Elegir un fondo de inversión, un seguro médico o incluso un simple plan de ahorro debería ser más fácil cuantas más opciones haya disponibles para comparar. La intuición dice que más información y más alternativas llevan a mejores decisiones. La investigación en economía conductual muestra, de forma bastante consistente, que ocurre lo contrario a partir de cierto número de opciones.
El psicólogo Barry Schwartz popularizó el concepto de 'la paradoja de la elección': a partir de un umbral, cada opción adicional no facilita decidir, sino que aumenta la carga cognitiva y el miedo a equivocarse, generando ansiedad y, paradójicamente, la tendencia a posponer la decisión indefinidamente o a no decidir en absoluto.
Un estudio ya clásico de Sheena Iyengar y Mark Lepper, conocido como 'el experimento de las mermeladas', encontró que los consumidores expuestos a 24 variedades de mermelada compraban muchísimo menos que los expuestos a solo 6, a pesar de mostrar más interés inicial ante el surtido amplio. El exceso de opciones inhibía la acción, no la facilitaba.

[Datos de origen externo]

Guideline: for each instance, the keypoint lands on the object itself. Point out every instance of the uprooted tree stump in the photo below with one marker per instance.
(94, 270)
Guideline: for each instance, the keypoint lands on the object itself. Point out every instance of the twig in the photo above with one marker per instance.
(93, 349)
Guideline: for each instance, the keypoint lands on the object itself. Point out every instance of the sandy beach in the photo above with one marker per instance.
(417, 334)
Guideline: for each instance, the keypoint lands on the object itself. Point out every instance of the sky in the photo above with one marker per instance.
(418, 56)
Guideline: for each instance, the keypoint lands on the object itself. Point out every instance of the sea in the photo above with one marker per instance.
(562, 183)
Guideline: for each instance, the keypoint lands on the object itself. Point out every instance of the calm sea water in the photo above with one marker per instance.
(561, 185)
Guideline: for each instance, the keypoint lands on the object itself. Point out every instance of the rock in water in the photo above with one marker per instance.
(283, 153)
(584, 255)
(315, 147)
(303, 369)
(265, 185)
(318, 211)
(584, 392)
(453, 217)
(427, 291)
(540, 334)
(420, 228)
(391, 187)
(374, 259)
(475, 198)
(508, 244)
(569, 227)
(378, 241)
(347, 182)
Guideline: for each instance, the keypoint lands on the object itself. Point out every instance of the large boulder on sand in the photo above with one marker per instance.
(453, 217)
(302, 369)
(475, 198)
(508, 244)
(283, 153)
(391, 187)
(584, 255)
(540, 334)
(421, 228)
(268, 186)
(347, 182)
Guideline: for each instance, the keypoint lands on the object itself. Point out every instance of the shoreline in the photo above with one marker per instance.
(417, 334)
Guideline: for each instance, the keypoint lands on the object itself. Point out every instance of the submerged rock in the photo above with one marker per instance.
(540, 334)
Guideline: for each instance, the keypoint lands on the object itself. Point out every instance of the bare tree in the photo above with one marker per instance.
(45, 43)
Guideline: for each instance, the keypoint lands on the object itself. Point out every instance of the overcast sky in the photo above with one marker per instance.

Concepto clave: paradoja de la elección
La paradoja de la elección describe cómo, a partir de cierto número de opciones disponibles, añadir más alternativas deja de mejorar la calidad de la decisión y empieza a generar ansiedad, indecisión y, con frecuencia, la evitación completa de decidir.
En el terreno financiero, este fenómeno se traduce en personas que dejan dinero sin invertir durante años por no decidirse entre demasiados fondos, que renuevan un seguro sin comparar por miedo a tener que analizar veinte alternativas, o que abandonan a mitad de camino la contratación de un plan de pensiones al ver la cantidad de variantes disponibles.
La ansiedad que genera este bloqueo no proviene de la dificultad objetiva de la decisión, sino del miedo a haber elegido mal entre tantas alternativas, sabiendo que casi siempre existirá alguna opción, con retrospectiva, que hubiera sido mejor. Cuantas más alternativas existan, más fácil es imaginar esa opción superior no elegida.
La estrategia más efectiva documentada para contrarrestar la parálisis por análisis es reducir deliberadamente el conjunto de opciones antes de comparar en profundidad: fijar de antemano 2 o 3 criterios no negociables (por ejemplo, comisión máxima y nivel de riesgo), descartar con esos criterios todo lo que no encaje, y comparar solo entre las 3 opciones finalistas restantes, en lugar de entre las veinte iniciales.